To test these two hypotheses, the researchers responsible for the STRENGTH study performed post-hoc analyses of the data collected during their clinical trial. Patients were classified according to their plasma EPA level after 12 months of daily supplementation with O-3. Thus, in the first tertile, patients had an average plasma EPA concentration of 30 µg/mL, those in the second tertile: 90 µg/mL, and those in the third tertile: 151 µg/mL. The mean plasma concentration of EPA in the third tertile (151 µg/mL) is comparable to that reported in the REDUCE-IT study (144 µg/mL). Analyses show that there was no association between the plasma concentration of EPA or DHA and the number of major cardiovascular events. The authors conclude that there is no benefit to taking O-3 supplements for secondary prevention, but they suggest that more studies should be done in the future to compare mineral oil and corn oil as placebos and also to compare different formulations of omega-3 fatty acids.

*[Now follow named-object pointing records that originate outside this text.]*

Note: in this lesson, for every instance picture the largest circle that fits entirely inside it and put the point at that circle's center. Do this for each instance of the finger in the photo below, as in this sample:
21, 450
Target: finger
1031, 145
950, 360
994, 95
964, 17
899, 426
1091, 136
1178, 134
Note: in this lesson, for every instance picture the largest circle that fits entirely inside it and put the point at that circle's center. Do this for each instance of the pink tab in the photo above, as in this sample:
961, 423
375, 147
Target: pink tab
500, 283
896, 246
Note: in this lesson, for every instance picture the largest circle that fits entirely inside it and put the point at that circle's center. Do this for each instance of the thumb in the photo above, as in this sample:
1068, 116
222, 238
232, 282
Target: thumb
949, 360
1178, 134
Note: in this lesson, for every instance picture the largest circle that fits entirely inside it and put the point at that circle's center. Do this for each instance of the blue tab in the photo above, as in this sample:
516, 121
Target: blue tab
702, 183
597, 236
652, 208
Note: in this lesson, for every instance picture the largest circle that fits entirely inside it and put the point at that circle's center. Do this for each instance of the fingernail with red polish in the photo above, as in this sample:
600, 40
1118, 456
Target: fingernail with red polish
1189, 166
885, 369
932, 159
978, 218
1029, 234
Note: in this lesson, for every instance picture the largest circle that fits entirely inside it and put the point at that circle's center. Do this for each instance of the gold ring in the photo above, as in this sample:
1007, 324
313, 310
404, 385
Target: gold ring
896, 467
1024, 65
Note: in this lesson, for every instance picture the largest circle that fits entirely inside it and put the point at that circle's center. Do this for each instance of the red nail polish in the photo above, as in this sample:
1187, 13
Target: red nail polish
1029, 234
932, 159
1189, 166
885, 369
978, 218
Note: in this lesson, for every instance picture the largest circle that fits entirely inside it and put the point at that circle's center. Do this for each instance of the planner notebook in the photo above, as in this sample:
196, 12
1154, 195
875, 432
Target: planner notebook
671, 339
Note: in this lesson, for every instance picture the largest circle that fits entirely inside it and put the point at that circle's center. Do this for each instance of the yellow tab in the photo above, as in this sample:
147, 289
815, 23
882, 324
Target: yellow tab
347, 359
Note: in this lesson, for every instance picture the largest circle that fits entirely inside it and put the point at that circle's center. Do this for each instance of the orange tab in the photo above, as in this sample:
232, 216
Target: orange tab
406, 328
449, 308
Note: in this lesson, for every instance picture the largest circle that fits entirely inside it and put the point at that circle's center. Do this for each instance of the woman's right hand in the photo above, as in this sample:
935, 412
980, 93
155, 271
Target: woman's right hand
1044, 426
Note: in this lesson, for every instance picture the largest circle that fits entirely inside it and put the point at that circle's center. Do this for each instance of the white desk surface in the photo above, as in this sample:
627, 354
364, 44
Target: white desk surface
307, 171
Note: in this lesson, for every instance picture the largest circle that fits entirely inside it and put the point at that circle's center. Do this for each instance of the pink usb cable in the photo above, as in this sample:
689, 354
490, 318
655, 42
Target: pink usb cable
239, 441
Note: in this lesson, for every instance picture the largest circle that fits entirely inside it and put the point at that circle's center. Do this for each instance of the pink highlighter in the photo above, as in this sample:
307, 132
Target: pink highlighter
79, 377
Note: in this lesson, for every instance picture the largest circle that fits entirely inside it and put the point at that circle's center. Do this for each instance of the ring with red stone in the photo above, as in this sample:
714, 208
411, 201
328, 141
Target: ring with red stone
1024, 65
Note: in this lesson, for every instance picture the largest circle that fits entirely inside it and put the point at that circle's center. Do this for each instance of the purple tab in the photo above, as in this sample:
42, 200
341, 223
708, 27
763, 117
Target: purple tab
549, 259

Overall, the results of recent studies lead to the conclusion that O-3 supplements are ineffective in preventing cardiovascular disease, in primary prevention and most likely also in secondary prevention. It should be noted that, taken in large amounts, O-3 supplements can have unwanted effects. In fact, in both the STRENGTH and REDUCE-IT studies, the incidence of atrial fibrillation was significantly higher with the use of O-3 supplements. In addition, bleeding was more common in patients who took ethyl-EPA (Vascepa®) in the REDUCE-IT study than in patients who took the placebo. It therefore seems safer to eat fish once or twice a week to maintain good health than to take ineffective and expensive supplements.